Telko.id – Smartfren 5G batal uji coba, seharusnya jika tidak ada pandemic covid-19, bulan April 2020 lalu, operator ini melakukannya. Rencananya, uji coba Smartfren 5G itu untuk aplikasi pada konsumen individu langsung. Beda dengan uji coba tahun lalu yang ditujukan pada industri atau pabrik.
“Kami tunggu hingga Covid-19 mereda. Soalnya, peralatan untuk uji coba juga tidak bisa masuk ke Indonesia,” kata Munir Syahda Prabowo, VP Technology Relations and Special Project Smartfren saat konferensi pers secara virtual, Rabu (17/6).
Baca juga : Smartfren Berharap BHP 5G Tidak Disamakan Dengan 2G, 3G dan 4G
Seperti diketahui, beberapa negara sudah menerapkan teknologi internet generasi kelima (5G). Bahkan, Jepang dan Tiongkok mulai mengkaji 6G. Namun, Smartfren mengatakan, ada empat tantangan dalam mengembangkan 5G di Tanah Air.
Pertama, nilai investasinya besar.
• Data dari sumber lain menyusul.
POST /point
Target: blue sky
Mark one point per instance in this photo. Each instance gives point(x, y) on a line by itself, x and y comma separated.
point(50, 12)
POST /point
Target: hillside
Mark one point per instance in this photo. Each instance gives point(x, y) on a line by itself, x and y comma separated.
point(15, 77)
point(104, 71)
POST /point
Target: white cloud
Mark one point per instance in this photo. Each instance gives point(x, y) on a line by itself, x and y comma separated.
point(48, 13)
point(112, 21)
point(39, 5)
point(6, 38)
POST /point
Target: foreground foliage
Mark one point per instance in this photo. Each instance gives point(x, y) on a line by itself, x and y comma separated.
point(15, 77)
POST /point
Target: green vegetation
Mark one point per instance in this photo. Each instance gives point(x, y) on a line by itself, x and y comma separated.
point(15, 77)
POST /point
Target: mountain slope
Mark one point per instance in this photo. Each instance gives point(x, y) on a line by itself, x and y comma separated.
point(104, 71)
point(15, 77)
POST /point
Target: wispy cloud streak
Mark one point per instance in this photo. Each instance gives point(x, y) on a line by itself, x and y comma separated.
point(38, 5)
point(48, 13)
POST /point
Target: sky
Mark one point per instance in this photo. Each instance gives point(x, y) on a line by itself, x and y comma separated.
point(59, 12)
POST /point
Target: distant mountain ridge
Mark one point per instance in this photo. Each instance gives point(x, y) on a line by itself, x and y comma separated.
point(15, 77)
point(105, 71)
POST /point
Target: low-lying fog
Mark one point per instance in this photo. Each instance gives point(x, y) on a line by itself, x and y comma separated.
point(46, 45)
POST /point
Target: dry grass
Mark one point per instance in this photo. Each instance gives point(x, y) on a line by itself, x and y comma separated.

Sebab, teknologi 5G tak menggantikan 4G, melainkan sebagai infastruktur pelengkap. Pemerintah pun menyarankan operator seluler untuk berbagi infrastruktur guna menekan biaya. Riset McKinsey menunjukkan, berbagi fasilitas dapat mengurangi biaya investasi 5G hingga 40%.
“Investasi memengaruhi apakah kami bisa gunakan 5G atau tidak. Kami harus cek,” ujar Munir menjelaskan.
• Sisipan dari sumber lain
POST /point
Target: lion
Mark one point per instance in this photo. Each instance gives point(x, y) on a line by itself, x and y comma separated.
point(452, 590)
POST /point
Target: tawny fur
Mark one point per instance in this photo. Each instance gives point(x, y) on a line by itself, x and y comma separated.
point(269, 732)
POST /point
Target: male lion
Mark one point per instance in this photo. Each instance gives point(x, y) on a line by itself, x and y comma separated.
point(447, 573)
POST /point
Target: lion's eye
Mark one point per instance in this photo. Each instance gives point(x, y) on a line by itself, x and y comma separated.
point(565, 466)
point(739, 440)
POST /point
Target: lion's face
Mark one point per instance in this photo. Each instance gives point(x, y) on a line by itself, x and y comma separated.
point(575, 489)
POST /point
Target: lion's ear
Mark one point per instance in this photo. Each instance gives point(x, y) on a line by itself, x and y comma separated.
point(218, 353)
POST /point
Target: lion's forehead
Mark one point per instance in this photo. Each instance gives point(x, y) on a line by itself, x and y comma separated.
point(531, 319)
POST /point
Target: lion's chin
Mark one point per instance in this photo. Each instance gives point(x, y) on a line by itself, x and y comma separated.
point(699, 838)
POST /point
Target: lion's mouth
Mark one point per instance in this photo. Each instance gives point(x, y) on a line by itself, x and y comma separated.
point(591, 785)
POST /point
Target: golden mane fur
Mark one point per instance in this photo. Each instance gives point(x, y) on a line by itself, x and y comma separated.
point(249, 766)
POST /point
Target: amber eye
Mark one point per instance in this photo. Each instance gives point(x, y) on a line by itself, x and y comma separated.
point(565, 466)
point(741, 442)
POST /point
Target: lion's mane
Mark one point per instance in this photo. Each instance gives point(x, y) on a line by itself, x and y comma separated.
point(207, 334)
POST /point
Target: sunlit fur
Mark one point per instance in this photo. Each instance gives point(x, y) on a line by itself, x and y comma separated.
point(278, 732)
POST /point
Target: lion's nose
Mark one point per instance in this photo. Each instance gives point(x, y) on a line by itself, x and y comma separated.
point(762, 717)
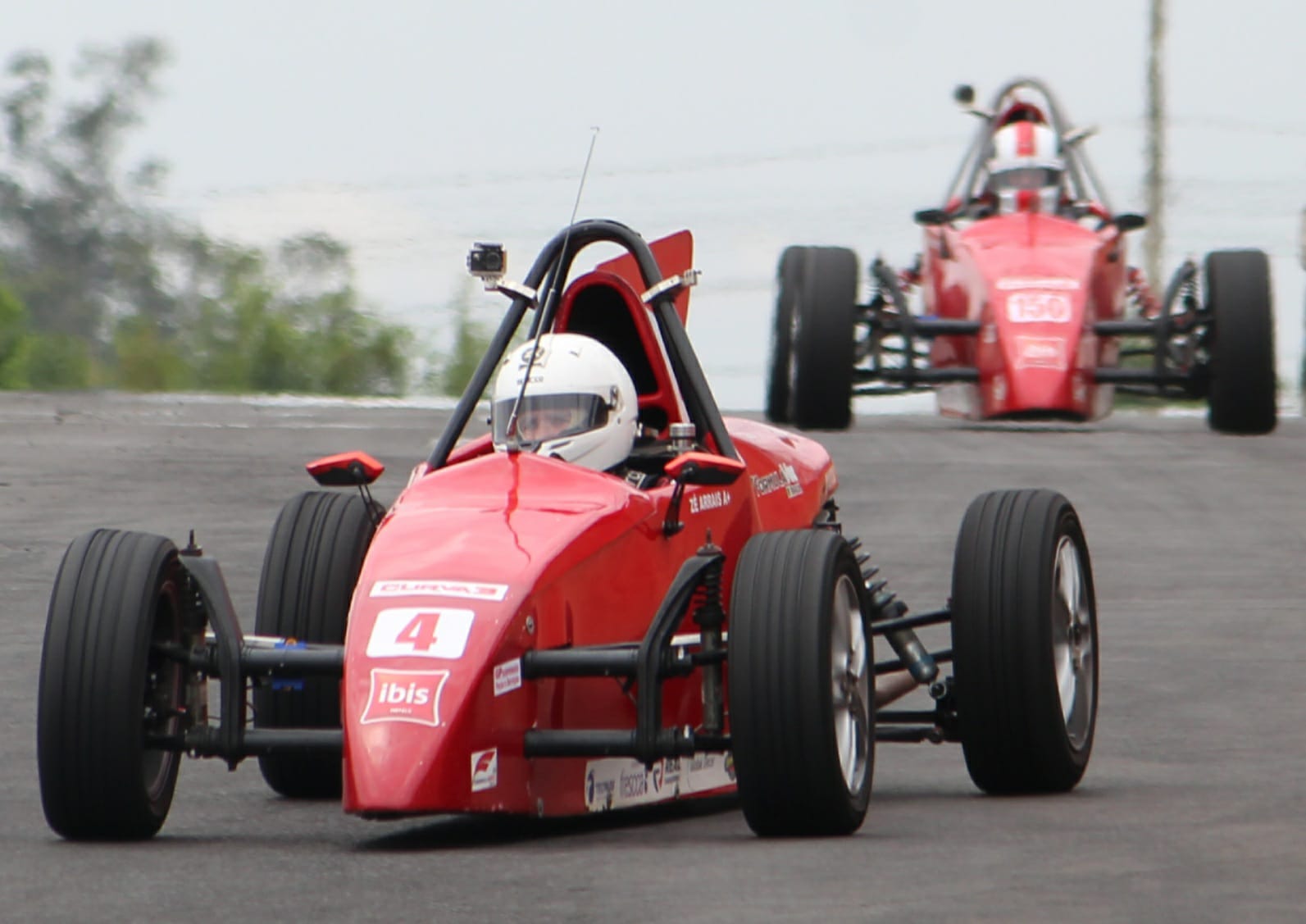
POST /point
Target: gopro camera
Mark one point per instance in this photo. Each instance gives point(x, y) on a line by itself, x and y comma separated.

Kedua, regulasi. Pemerintah masih mengatur frekuensi yang tepat untuk adopsi 5G di Indonesia. “Kami tunggu dulu. Sebab, tidak mudah mengalokasikan frekuensi 5G dengan yang sedang digunakan saat ini. Butuh kajian mendalam,” katanya.
Lalu, tantangan Ketiga adalah masalah infrastruktur yang kuat dan besar. Tidak seperti 4G dan 3G, teknologi 5G membutuhkan kapasitas data yang besar. Bukan hanya Base Transciever Station (BTS), tetapi juga perangkat pendukung. Oleh karena itu, butuh kolaborasi antarperusahaan telekomunikasi dalam penyediaan infrastruktur.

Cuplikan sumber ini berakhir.